Hint: I suggest starting with raw OpenFST for 0-999, and then moving to Thrax for the rest (it can get quite tedious otherwise).

Tip: fstprintstrings takes the same --isymbols= and --osymbols arguments as any other OpenFST program.

Tip: The Russian number-naming system is extraordinarily complex, so maybe don't choose that one? (Unless you really want to, and know enough Russian to have it not be horribly painful).

Part 2: ROT-13

ROT-13 is an example of a Caesar cipher, a category of historically-important (but functionally useless) ciphers. ROT-13 has the interesting property that it is its own inverse— i.e., ROT13(ROT13(x))=x.

Create an FST that will encipher/decipher ROT-13-encoded messages. You need only worry about the letters a-z, in both upper-case and lower-case, as well as standard ASCII punctuation (which should pass through ROT-13 unchanged).

This should be pretty easy; so, let's make things more interesting. The traditional way to break a substitution cipher is to use character frequency counts (i.e., if the letter "j" appears most often in the ciphertext, you might guess that it means "e", and so on). In an attempt to foil this, our adversary scrambles their message's vowels before enciphering with ROT-13. They do this by choosing, for each vowel, a different vowel at random. So, for example, the word "example" might be transformed into "ixumpla".

You intercept the following message:

Ule zhguve nayl fpryqbq ube she ovrat ahafvafnpry.

(The trailing period is part of the message). You know, a priori, that this is a sentence from Pride and Prejudice that has been scrambled using the above scheme (random vowel substitution followed by ROT-13). Using Thrax and OpenFST, construct a set of transducers that will recover the original sentence. You will need pride_and_prejudice_sentences.fst, which is an acceptor that will recognize any sentence from the Project Gutenberg version of Pride and Prejudice.

What to turn in:

  1. Your simple ROT-13 FST (in either OpenFST ASCII format or as a Thrax .grm file);
  2. The decoded sentence;
  3. A paragraph describing how you solved the problem, along with a sentence or two about anything you found particularly interesting, difficult, surprising, etc. about the process; and
  4. Your decryption FSTs (or Thrax files) as well as sample Terminal output showing them in use.

Part 3: T9 Text Entry

Recall that non-smartphones use a predictive text-entry system often called "t9", in which the user enters numbers on the keypad, and the phone "guesses" what words they were trying to type based on the telephone keypad code ("2" being either "a", "b", or "c", etc.). (Note: "t9" actually refers to a specific implementation of this general approach, but the name has become more generic over time). You will construct an FST that takes a sequence of digits (e.g. "228") and produces a lattice of letters; when you compose this lattice with the wordlist fst (which can be found in the spelling correction demonstration from class, or, alternatively, trivially recreated using Thrax, StringFile, and /usr/share/dict/words), you will end up with a lattice of possible English-language words those digits could represent.
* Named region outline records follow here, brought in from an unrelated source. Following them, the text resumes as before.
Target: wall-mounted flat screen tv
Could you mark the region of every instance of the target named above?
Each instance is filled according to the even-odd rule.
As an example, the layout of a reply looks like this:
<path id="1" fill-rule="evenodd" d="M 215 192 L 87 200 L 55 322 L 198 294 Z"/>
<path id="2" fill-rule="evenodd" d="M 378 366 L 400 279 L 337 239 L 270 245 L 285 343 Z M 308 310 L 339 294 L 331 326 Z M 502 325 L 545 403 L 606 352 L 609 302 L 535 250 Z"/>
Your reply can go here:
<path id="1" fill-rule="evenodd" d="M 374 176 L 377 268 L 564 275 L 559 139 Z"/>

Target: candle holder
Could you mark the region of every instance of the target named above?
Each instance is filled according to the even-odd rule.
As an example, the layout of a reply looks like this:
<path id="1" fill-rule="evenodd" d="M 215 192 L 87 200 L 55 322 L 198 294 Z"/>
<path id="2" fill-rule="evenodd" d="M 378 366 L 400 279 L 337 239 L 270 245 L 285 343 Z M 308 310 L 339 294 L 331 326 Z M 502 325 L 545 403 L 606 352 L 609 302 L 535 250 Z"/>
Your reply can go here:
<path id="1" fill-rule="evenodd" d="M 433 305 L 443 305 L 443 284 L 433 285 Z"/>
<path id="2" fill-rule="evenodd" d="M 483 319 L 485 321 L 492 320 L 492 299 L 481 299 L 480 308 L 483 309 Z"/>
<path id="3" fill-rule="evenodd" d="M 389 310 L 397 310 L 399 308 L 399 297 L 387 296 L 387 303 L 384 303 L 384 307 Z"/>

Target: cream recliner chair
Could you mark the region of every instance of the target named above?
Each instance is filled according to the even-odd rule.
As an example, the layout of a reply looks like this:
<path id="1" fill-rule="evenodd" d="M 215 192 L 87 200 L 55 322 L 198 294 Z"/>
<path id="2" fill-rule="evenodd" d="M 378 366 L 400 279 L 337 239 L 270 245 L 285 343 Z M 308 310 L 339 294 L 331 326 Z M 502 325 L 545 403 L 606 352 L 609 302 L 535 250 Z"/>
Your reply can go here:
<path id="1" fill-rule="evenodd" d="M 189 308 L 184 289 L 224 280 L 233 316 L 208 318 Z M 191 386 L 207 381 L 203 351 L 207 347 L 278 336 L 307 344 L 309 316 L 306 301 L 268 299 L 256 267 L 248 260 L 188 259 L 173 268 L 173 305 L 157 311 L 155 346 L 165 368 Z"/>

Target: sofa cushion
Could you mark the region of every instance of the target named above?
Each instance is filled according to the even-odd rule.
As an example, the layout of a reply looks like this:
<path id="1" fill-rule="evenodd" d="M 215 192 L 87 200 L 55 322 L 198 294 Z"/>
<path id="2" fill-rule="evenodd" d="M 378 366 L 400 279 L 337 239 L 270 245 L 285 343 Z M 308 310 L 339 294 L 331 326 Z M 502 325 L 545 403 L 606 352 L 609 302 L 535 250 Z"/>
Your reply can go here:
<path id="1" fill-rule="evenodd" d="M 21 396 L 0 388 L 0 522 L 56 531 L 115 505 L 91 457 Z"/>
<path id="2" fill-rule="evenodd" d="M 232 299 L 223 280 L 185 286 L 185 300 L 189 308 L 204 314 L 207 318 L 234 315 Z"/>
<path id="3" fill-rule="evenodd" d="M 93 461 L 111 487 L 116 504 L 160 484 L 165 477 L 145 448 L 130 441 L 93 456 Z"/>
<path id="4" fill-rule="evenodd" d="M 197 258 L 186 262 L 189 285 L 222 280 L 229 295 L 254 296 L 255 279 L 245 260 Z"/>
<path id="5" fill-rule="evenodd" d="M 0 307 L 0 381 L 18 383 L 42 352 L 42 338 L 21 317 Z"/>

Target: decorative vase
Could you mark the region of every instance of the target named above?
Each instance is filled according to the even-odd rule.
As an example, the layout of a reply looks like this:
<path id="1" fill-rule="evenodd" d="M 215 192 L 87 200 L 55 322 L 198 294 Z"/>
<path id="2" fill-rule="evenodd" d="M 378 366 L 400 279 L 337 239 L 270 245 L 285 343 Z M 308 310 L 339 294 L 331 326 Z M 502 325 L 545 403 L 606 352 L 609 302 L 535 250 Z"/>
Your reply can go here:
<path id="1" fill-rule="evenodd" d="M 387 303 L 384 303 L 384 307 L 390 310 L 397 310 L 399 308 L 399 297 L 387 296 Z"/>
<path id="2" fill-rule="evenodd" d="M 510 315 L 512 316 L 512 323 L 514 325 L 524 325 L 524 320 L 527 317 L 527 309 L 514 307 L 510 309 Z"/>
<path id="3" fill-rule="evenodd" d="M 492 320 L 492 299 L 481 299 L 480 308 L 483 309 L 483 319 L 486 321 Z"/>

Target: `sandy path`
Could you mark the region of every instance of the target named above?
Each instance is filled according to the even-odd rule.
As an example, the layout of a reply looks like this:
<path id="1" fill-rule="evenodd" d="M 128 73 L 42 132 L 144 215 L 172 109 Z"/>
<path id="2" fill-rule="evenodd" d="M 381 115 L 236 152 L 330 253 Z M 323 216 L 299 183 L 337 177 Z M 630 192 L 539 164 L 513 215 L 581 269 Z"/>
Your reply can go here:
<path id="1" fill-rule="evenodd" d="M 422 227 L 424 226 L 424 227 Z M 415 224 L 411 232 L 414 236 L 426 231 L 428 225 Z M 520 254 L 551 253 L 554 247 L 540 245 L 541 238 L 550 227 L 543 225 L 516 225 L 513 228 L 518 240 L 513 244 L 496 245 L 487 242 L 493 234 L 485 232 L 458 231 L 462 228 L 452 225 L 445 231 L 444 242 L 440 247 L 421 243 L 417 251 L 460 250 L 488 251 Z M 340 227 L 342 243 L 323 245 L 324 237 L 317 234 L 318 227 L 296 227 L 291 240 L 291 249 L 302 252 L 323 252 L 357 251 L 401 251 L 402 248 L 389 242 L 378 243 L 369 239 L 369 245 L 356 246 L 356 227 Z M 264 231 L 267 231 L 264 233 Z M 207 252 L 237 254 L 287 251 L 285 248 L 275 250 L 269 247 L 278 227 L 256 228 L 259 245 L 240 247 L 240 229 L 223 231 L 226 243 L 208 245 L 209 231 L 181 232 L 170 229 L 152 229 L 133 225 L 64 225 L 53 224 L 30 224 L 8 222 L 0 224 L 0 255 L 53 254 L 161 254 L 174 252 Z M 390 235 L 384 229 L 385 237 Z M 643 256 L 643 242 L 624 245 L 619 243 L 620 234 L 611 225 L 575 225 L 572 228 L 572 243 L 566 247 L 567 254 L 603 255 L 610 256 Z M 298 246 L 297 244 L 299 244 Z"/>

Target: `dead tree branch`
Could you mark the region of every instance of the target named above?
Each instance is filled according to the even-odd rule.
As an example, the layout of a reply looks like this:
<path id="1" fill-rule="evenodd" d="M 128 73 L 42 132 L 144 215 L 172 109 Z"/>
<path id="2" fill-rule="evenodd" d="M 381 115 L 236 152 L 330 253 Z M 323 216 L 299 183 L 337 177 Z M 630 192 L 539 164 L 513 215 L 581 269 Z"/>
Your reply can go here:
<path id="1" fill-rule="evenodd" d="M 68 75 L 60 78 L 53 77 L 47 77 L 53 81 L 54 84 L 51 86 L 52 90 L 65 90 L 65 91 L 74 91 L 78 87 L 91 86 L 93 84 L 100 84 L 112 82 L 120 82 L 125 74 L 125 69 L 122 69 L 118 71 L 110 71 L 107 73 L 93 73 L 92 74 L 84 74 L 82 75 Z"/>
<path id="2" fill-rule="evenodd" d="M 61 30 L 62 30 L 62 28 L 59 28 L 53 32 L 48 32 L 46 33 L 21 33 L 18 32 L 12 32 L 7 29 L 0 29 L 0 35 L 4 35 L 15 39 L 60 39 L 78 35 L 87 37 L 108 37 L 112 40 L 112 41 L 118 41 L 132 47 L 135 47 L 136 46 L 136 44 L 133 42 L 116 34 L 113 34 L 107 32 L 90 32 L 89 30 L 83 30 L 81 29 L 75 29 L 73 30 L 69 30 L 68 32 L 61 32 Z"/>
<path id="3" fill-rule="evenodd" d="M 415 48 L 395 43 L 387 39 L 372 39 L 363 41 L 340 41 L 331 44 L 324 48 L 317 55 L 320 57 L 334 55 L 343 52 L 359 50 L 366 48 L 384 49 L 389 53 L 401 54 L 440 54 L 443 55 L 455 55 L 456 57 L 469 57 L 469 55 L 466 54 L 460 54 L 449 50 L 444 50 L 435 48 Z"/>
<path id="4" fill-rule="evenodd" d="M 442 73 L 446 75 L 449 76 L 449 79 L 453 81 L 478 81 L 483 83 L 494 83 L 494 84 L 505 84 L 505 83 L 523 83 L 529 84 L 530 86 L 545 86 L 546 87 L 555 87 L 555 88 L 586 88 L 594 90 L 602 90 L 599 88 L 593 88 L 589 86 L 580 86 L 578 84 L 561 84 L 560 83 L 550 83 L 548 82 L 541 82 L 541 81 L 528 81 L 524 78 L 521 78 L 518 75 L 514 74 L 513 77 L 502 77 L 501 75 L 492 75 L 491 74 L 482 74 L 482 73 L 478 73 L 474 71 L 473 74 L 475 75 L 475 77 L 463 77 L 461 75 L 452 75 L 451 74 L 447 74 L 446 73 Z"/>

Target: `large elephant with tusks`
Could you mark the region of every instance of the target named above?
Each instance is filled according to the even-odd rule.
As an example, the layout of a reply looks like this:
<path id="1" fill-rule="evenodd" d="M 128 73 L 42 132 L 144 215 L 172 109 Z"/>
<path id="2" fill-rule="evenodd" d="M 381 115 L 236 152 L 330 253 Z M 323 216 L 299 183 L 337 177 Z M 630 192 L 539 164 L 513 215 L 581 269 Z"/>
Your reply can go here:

Note: Your FST does not need to handle spaces. This is a single-word recognizer.

What to turn in:

  1. Your t9 (digit-to-letter) FST, in ASCII format (or as a Thrax .grm file, if that's what you used)
  2. Sample terminal output, showing it at work with several sample inputs (i.e., using fstcompilestring to enter digit sequences, and fstprintstrings to print output)
  3. A paragraph describing your approach, including anything interesting or unexpected that happened along the way; please include a sentence describing "next steps", i.e., how might you extend your transducer to make it a more accurate predictor of words?